CPB's interpretation was rejected by the Western Australia Court of Appeal. The Court considered the provisions of the subcontract and the performance bonds and determined that, providing GC 35(a) was exercised honestly and for proper purposes, JKC's right to encash the performance bonds was a `right' or `remedy' given to JKC by CPB; was exercisable `at any time' and was not expressed to be conditional upon either an admission of liability by CPB or an arbitral award; and did not require prior notice to be given to CPB.
Performance Security under the FIDIC Red Book
GC 35.3(a) of the CPB subcontract positively entitled JKC to make a demand on the performance security at any time. By contrast, General Condition 4.2 (Performance Security) of the FIDIC Redbook expressly prohibits the encashment of a performance security unless certain circumstances exist. GC 4.2 provides relevantly that:
"...[t]he Employer shall not make a claim under the Performance Security, except...in the event of:
(b) failure by the Contractor to pay the Employer an amount due, as either agreed by the Contractor or determined under Sub-Clause 2.5 [Employer's Claims] or Clause 20 [Claims, Disputes and Arbitration], within 42 days after this agreement or determination;
(c) failure by the Contractor to remedy a default within 42 days after receiving the Employer's notice requiring the default to be remedied; or
(d) circumstances which entitle the Employer to termination under Sub-Clause 15.2 [Termination by Employer], irrespective of whether notice of termination has been given."
An Employer must therefore be reasonably confident that identifiable circumstances exist which justify it seeking to encash a Performance Security under GC 4.2. Notably, however, there is no requirement under the FIDIC Red Book for the Employer to obtain an authoritative determination, for example from an arbitral tribunal, that it is entitled to encash the Performance Security as a precondition to then encashing it.
The legal treatment of "on demand" performance securities will differ depending on the wording of the contractual provisions concerning encashment.
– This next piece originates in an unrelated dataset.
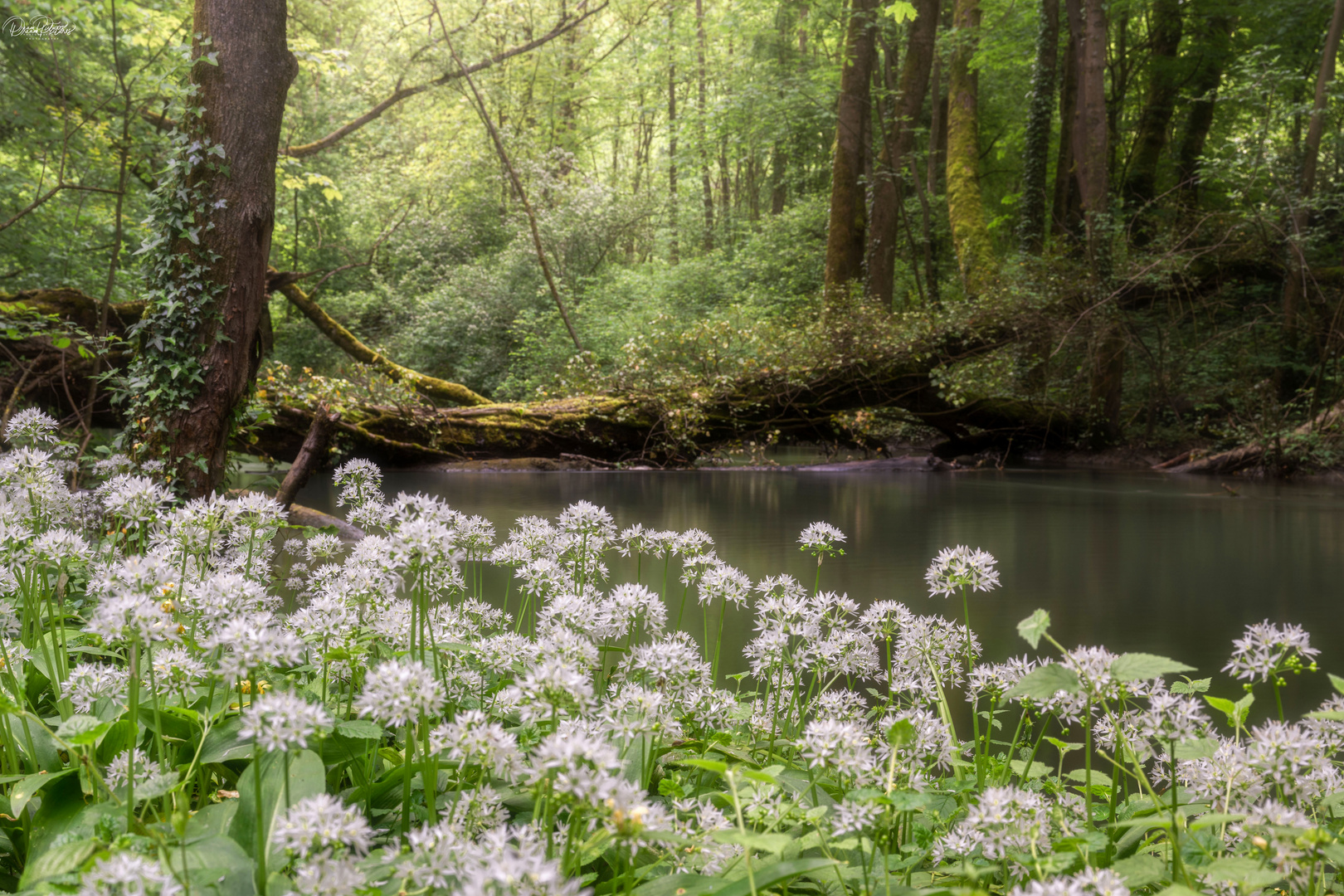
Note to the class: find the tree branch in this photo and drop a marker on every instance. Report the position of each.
(405, 93)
Demands on performance securities are usually made when the beneficiary of the security believes that its contracting counterparty is in default, whereas the counterparty may take the position that it has not committed any relevant default to justify a demand on the security. Courts and tribunals often face difficulties when trying to deal with urgent injunction applications to stop demands on performance bonds from being made or allowed to proceed, as it is often not entirely clear as to which party is right.
A perceived benefit of unconditional, "on demand" performance securities is that they can be encashed on an almost "no questions asked" basis. However, construction contracts often use controlling devices to define the purpose of the security and to curb abusive calls on them. As CPB v JKC illustrates, many courts are unwilling to intervene in contested demands on performance securities unless it is clear that the beneficiary of the security has no entitlement to encash it.
As a final matter, it is understood that an application to appeal CPB v JKC to the High Court of Australia (Australia's highest court) will be made.